BERLIN/DUBLIN taz | Egal, wo die irische Billigmodekette Primark eine neue Filiale eröffnet: Scharen modebegeisterter, meist junger Kundinnen sind ihr sicher. Doch seit am vergangenen Mittwoch in Savar, Bangladesch ein Fabrikgebäude einstürzte, muss Primark um sein gutes Image fürchten. Der Discounter hat eingeräumt, dass auch er in der Fabrik Kleidung produzieren ließ. Bei dem Einsturz kamen mindestes 373 Menschen ums Leben; deutlich mehr als 1.000 wurden – teils schwer – verletzt. Eine am Vortag ergangene behördliche Warnung war ignoriert worden.
Man sei schockiert und zutiefst traurig über diesen Zwischenfall in Savar und spreche allen Betroffenen sein Beileid aus, heißt es in einer Mitteilung auf der Website von Primark. Man habe aber seit Jahren mit verschiedenen NGOs zusammengearbeitet, um die Standards der Fabriken in Bangladesch zu überprüfen. Das Primark-Team für ethischen Handel sei nun dabei, Informationen zu sammeln.
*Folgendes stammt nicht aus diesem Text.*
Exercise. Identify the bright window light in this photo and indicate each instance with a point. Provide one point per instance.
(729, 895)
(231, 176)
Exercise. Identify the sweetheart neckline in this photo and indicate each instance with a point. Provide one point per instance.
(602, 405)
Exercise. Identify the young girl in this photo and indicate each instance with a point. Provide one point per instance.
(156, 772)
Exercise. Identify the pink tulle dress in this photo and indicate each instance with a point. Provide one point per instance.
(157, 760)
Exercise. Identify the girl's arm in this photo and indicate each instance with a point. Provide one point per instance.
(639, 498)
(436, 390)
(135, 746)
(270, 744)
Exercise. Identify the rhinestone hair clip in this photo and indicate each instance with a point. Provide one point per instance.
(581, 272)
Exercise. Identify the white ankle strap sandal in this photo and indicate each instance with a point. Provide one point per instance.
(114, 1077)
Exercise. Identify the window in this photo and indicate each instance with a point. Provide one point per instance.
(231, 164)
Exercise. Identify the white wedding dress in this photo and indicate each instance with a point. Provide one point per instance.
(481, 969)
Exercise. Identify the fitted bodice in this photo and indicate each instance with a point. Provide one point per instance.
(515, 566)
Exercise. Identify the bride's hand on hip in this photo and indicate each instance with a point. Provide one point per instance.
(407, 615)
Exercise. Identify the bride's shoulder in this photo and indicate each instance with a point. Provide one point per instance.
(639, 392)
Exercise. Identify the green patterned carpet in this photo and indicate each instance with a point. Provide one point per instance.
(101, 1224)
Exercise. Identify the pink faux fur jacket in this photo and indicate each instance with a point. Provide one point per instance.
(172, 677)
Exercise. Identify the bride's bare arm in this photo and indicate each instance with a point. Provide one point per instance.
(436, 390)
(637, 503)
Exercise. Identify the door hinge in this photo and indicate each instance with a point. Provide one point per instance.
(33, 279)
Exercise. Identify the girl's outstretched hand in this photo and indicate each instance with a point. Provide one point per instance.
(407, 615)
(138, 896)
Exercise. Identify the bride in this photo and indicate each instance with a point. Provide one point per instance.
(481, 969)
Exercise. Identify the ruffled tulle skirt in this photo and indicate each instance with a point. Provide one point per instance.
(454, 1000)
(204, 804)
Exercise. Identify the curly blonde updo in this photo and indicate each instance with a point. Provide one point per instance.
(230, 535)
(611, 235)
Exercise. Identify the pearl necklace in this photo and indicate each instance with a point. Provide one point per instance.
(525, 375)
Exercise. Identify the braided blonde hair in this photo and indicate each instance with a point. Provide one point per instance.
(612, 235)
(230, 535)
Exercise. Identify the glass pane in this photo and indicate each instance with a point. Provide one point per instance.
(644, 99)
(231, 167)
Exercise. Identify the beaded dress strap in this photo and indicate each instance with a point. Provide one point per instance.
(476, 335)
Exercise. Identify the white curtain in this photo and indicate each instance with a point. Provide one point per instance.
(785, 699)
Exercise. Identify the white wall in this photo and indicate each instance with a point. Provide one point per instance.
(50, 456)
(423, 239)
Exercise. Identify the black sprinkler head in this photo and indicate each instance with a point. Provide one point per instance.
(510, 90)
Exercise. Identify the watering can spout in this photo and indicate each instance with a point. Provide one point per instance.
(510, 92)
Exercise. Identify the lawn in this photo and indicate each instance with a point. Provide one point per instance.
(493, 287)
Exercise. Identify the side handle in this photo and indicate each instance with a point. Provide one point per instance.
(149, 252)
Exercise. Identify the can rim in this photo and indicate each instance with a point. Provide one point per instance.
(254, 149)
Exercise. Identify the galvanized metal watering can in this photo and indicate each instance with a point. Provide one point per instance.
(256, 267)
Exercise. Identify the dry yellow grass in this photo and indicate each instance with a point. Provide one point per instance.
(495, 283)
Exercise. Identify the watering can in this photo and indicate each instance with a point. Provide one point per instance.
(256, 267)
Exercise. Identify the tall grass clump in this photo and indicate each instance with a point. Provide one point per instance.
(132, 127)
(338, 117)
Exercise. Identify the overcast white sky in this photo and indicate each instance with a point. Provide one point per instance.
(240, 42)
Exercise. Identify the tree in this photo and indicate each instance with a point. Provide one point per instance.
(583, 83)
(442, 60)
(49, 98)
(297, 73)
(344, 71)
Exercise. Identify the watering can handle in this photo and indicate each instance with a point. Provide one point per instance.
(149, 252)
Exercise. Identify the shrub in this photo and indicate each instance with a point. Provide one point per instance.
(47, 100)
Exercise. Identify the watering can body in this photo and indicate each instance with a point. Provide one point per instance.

In London demonstrierten am Samstag Mitglieder von „War on Want“ vor Primarks Vorzeigeladen in der Oxford Street. Murray Worthy, Sprecher der Organisation, sagte, man rufe nicht zu einem Boykott des Klamottendiscounters auf, weil in asiatischen Ländern dadurch möglicherweise viele Jobs verloren gehen würden. Aber man verlange von Primark, die Familien der Opfer zu entschädigen.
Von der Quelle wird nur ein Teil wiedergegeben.